Jean de Brébeuf leva les yeux au ciel où, par une déchirure de nuages, brillaient quelques pâles étoiles. Il parut adresser à Dieu une muette prière. Puis, ramenant ses regards attristés sur la jeune huronne, il murmura :

— C’est bien, ma fille, va et que Dieu te bénisse !

Il s’approcha des Hurons et leur expliqua la décision de Marie. Puis il revint à l’Araignée disant :

— Mon fils, puisque Marie consent à te suivre, emmène-la et qu’elle soit heureuse en te rendant heureux ! Va… que tes guerriers te suivent ! À ce pauvre enfant huron qui gît là inanimé nous donnerons demain la sépulture.
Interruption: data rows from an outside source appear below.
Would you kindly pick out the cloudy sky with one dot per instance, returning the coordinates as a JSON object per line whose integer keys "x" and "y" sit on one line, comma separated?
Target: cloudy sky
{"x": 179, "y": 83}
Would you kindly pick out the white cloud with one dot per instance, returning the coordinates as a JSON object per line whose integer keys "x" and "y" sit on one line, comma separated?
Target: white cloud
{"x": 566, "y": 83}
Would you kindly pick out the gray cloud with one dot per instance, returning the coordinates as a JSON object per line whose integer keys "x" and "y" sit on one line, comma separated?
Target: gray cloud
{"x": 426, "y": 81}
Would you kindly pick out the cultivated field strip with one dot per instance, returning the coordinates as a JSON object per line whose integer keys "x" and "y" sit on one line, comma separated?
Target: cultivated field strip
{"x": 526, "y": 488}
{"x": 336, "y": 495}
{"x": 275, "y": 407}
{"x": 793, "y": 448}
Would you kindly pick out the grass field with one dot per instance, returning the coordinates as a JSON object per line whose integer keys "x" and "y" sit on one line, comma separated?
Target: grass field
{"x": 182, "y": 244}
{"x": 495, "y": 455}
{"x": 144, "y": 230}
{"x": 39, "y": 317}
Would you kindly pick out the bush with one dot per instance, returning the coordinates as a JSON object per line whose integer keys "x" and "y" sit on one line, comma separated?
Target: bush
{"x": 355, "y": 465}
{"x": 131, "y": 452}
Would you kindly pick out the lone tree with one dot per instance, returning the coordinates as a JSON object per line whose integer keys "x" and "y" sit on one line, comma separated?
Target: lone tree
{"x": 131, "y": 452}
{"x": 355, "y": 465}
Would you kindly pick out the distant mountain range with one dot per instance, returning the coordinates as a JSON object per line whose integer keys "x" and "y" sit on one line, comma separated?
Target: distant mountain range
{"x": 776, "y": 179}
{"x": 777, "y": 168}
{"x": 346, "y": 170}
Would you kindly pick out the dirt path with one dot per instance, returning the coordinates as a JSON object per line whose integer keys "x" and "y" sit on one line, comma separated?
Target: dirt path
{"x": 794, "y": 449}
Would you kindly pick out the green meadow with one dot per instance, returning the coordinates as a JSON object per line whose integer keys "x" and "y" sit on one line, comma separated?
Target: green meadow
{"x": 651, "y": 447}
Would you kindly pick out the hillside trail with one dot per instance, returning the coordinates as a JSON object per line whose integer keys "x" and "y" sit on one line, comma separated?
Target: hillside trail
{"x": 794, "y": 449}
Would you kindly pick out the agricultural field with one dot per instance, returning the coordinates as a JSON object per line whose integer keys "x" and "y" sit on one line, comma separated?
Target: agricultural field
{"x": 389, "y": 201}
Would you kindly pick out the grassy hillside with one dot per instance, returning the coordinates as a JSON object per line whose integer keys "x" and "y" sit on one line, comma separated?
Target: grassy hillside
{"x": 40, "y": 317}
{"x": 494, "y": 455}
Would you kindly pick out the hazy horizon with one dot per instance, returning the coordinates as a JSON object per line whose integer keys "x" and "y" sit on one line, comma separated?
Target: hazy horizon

Va ! va ! mon fils, et que mon Dieu soit avec toi et ta tribu !

Sans mot dire, le jeune chef iroquois alla prendre Marie par une main et, suivi de ses guerriers, il s’enfonça dans les ténèbres de la forêt.

Gaspard Remulot alors jeta son fusil par terre, prit sa tête à deux mains et s’écria ;

— Par ma foi ! je pense que l’esprit me chavire ! Non, ce n’est pas possible que cette pauvre Marie devienne la femme de cette brute d’iroquois maudit que je regrette bien de n’avoir pas mieux tiré !

Mais Jean de Brébeuf donna ordre aux Hurons d’entasser des branches sur le corps rigide de Jean, donnant lui-même l’exemple.

Quand ce fut fait, il dit :

— Demain, après la messe, nous viendrons le chercher pour lui donner la sépulture.

Et lentement, tristement, le missionnaire reprit le chemin de la bourgade, suivi de Gaspard qui ne cessait de grommeler avec humeur et des huit guerriers hurons indifférents en apparence.


CHAPITRE XI

SURPRISE ET JOIE


La mort de Jean Huron et l’enlèvement de Marie par l’Araignée avaient jeté dans les deux bourgades Saint-Louis et Saint-Ignace non seulement la stupeur, mais aussi un gros malaise. Ce malaise fut accompagné d’inquiétudes. Les sauvages avaient certainement une grande confiance dans le missionnaire, mais cette confiance ne réussissait pas à faire disparaître leur crainte de l’iroquois et particulièrement de l’Araignée.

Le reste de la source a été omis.